To generate the heat maps, the USAMM-Shiny App uses a 10% sample of interstate movements from interstate certificates of veterinary inspection and includes additional data streams like National Agriculture Statistics Survey results. The information is processed through a Bayesian hierarchical model, which includes statistical and probability methods to account for uncertainty, and is then scaled up to make predictions about movement.

The CADENCE What-If Tool, also part of the S&T Agriculture Defense Program, produces livestock disease outbreak simulations across eight scenarios tied to U.S. states. Users select inputs from several categories, including disease type, spread and detection. The model then quickly produces a summary of predicted disease duration, animal and farm depopulation and number of recommended farm vaccinations.

This information is essential to public health officials and livestock farmers, who can use it to better prepare for outbreaks of foreign and endemic animal diseases. The CADENCE What-If Tool helps users evaluate control options across a wide range of scenarios, which means response efforts can be coordinated more effectively.

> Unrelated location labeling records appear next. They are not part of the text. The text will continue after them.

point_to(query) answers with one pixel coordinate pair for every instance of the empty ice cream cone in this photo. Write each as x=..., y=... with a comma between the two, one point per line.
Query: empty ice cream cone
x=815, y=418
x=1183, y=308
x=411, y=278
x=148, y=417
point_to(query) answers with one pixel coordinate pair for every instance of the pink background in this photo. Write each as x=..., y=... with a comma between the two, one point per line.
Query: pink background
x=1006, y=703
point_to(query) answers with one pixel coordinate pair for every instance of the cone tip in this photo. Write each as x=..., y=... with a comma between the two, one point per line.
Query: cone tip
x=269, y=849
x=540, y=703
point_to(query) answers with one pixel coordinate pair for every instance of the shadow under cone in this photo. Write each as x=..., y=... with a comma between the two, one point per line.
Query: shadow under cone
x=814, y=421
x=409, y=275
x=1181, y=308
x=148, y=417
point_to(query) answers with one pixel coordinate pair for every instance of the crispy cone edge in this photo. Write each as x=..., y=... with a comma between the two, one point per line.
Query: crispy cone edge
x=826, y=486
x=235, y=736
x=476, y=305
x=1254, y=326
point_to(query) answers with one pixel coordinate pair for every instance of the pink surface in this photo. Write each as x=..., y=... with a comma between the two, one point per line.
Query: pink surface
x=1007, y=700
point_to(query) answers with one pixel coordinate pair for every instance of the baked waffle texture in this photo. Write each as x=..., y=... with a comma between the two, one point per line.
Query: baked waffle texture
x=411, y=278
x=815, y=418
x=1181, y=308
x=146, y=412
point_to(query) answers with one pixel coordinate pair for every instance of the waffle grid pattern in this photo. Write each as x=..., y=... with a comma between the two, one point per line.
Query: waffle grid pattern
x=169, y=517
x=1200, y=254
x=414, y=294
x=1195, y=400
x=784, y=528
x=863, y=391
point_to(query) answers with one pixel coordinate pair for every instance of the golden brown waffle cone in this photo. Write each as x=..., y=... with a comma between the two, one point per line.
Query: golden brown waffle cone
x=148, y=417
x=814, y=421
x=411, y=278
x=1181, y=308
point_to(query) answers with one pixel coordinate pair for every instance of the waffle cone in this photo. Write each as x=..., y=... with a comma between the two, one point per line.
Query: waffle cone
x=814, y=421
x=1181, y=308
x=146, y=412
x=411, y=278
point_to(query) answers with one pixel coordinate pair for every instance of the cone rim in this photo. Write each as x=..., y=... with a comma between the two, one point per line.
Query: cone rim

“Simulation modeling is often used to plan for disease outbreaks,” said Dr. Shrideep Pallickara, the CADENCE What-If tool developer and a computer scientist at Colorado State. “The expressiveness of simulations generally comes at a price: timeliness. When planners create scenarios, they have to find computing resources, run the simulations and then await results. Depending on the complexity of the scenario being modeled, that wait can be hours or even days. The CADENCE What-If Tool retains the expressiveness of the models while producing results in less than a second.”

How does the CADENCE What-If Tool process so much information in a matter of seconds? Researchers first ran the North American Animal Disease Spread Model through numerous scenarios and banked the outcomes. They then built the tool to extrapolate on these known scenarios, which increased its processing speed. As a result, the CADENCE What-If Tool can model disease spread across long- and short-range transmission routes, focusing on a single outbreak or multiple simultaneous cases.

In the next phase, Pallickara is working in collaboration with epidemiologists and economists at Kansas State University to move the tool into single- and multi-player gaming environments, which would allow public officials to test multiple outbreak scenarios in real time.

The USAMM-Shiny App and the CADENCE What-If Tool both provide users with detailed insights about key aspects of the U.S. livestock industry. In funding their development, S&T seeks to strengthen state and local response capabilities and improve security for the nation’s food economy.